Sooner than later, doubt crawled into the cracked walls of a relationship unaided by countries , histories and
 understanding. Friendship took a back seat and all I remember ever since is quarrels and tiffs and wondering where the good times disappeared? Honestly, I think the thoughts were mutual. He was as desperate to get back to where we started from as I was. But who has ever rolled back time?
We got so busy wanting to get back to where we started from, we soon forgot to make memories today for tomorrow. Not knowing we might have missed this day in future as much as we missed our past in present.
Arguing, laying allegations, advocating ourselves , we reached a place where even though our eyes were always in quest for each other and our arms always wanted to be locked, our brains just wouldn't stop working.
and so, today, we decided to call it quits or rather, to go 'On a Break' which basically means 'It's Over'.
It was the most beautiful and delicate gift I'd received in a long long time but it couldn't withstand the ghastly behavior of this world that's ceased mankind.
But I bare in my heart a few beautiful memories, that I shall nourish with tears and smiles every time they cross my mind.

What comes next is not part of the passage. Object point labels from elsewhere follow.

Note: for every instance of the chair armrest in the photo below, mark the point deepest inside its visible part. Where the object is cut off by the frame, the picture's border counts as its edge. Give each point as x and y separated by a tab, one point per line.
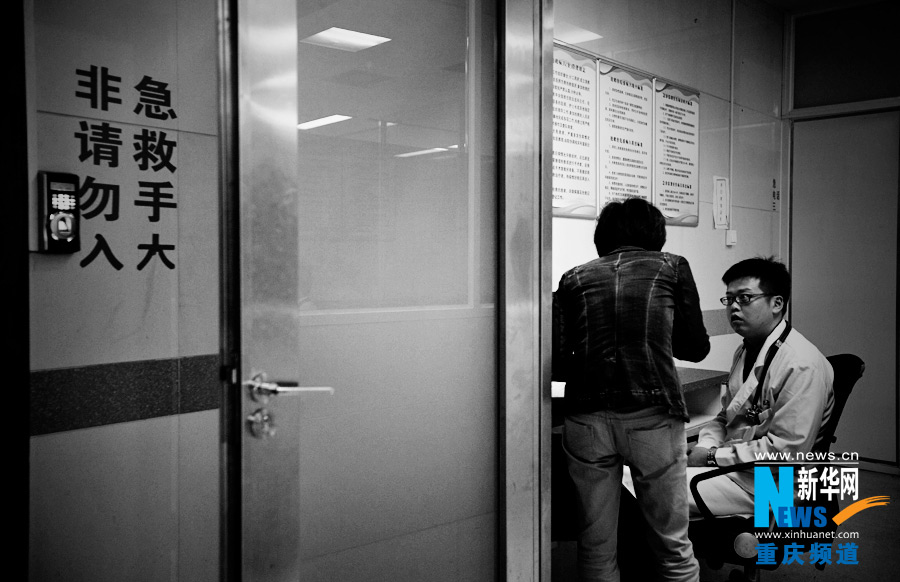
701	505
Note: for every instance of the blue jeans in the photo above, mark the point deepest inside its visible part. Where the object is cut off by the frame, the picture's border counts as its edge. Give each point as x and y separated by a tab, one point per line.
653	444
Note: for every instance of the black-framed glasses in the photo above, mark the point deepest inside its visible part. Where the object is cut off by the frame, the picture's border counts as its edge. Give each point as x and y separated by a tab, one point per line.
742	298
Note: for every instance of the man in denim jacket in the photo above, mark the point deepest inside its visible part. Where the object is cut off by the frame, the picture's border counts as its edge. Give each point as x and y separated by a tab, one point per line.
620	320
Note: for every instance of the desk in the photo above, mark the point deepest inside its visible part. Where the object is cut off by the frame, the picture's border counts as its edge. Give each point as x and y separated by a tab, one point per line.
702	394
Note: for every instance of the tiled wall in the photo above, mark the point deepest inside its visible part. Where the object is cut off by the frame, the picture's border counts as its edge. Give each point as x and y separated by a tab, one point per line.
124	385
690	42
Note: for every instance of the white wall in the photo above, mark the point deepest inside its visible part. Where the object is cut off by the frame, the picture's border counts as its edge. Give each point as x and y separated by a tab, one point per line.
690	42
133	500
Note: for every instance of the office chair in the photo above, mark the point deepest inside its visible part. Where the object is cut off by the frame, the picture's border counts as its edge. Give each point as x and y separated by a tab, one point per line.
732	539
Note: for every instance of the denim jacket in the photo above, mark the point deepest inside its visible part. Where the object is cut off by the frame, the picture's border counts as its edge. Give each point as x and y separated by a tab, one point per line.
618	322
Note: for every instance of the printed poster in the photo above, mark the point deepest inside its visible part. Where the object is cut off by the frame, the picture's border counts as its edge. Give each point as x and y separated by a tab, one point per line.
574	134
626	134
677	178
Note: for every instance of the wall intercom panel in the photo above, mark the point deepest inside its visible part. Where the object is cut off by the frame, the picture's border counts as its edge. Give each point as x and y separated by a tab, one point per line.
59	217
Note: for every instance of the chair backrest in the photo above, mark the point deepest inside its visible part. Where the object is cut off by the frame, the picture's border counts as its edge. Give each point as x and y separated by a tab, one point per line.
848	368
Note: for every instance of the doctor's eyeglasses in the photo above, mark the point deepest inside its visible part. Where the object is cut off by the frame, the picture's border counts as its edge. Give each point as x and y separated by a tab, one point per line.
742	298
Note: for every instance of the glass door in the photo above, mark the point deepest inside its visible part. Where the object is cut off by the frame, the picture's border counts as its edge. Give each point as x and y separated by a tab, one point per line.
368	289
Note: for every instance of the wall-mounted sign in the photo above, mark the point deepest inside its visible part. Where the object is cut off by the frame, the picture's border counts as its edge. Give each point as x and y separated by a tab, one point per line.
626	135
620	133
677	154
574	134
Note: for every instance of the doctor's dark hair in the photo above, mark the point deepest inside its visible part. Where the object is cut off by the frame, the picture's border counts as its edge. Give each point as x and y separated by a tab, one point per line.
634	222
774	278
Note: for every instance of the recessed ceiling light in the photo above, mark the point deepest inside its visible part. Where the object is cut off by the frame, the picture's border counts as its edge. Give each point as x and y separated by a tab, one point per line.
345	40
573	34
323	121
421	153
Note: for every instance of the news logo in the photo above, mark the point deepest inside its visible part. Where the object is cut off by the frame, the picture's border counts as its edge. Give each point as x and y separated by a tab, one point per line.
802	505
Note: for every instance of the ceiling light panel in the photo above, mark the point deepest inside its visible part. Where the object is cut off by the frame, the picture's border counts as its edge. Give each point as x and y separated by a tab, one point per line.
345	40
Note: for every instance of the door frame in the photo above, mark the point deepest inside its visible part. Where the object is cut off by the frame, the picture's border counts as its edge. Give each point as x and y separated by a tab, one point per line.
525	59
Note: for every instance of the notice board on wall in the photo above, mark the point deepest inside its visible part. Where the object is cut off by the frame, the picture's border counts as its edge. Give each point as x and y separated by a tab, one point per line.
619	133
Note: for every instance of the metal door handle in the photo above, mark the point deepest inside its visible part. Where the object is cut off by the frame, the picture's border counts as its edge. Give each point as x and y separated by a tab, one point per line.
261	424
260	389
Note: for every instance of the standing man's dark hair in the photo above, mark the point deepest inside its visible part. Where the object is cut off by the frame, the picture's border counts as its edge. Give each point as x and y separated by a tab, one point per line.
634	223
620	319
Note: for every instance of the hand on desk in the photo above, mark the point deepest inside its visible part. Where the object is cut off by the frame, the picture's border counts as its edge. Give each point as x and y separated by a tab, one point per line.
697	457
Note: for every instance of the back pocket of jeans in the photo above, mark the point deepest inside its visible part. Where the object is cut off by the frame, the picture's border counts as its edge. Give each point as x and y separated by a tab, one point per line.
578	440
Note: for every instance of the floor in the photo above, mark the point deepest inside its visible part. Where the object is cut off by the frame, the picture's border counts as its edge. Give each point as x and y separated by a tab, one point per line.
879	538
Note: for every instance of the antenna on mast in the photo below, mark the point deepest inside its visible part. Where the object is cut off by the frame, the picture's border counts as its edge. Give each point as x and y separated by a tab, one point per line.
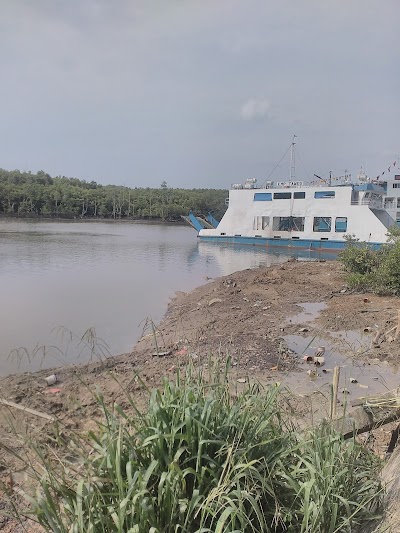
292	159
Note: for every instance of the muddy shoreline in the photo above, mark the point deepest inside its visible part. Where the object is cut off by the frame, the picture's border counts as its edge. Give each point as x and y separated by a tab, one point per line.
245	317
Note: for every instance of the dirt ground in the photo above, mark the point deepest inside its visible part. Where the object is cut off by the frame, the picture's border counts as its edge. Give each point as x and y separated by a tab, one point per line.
244	316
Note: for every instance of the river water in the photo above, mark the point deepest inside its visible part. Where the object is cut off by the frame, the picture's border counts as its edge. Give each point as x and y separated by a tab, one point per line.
59	279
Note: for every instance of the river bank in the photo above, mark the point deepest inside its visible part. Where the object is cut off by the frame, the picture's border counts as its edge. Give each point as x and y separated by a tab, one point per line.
250	317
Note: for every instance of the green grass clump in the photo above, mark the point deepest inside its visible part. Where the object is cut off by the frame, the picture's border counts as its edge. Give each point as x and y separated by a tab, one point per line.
373	270
205	460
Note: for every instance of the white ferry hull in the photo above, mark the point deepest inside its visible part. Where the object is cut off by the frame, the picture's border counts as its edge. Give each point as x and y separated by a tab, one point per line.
311	218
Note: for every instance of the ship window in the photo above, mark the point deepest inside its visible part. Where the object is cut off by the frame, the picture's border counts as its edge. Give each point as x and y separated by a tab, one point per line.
299	195
288	224
389	202
262	197
322	224
341	224
324	194
260	222
282	195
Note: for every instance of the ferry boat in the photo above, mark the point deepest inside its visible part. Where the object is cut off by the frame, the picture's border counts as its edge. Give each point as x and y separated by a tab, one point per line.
392	198
296	214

Memories of the times I spent with him, in his arms, watching Bollywood flicks, fighting with him, loving him. Memories of  'A Decent Man'.
                                                     


2 comments:

  1. You know what's best about your writing? You're so honest, it's startling. All your metaphors and similes, all the pretty words, they don't sound forced or positioned into place. They merely exist as if that was exactly how you saw things.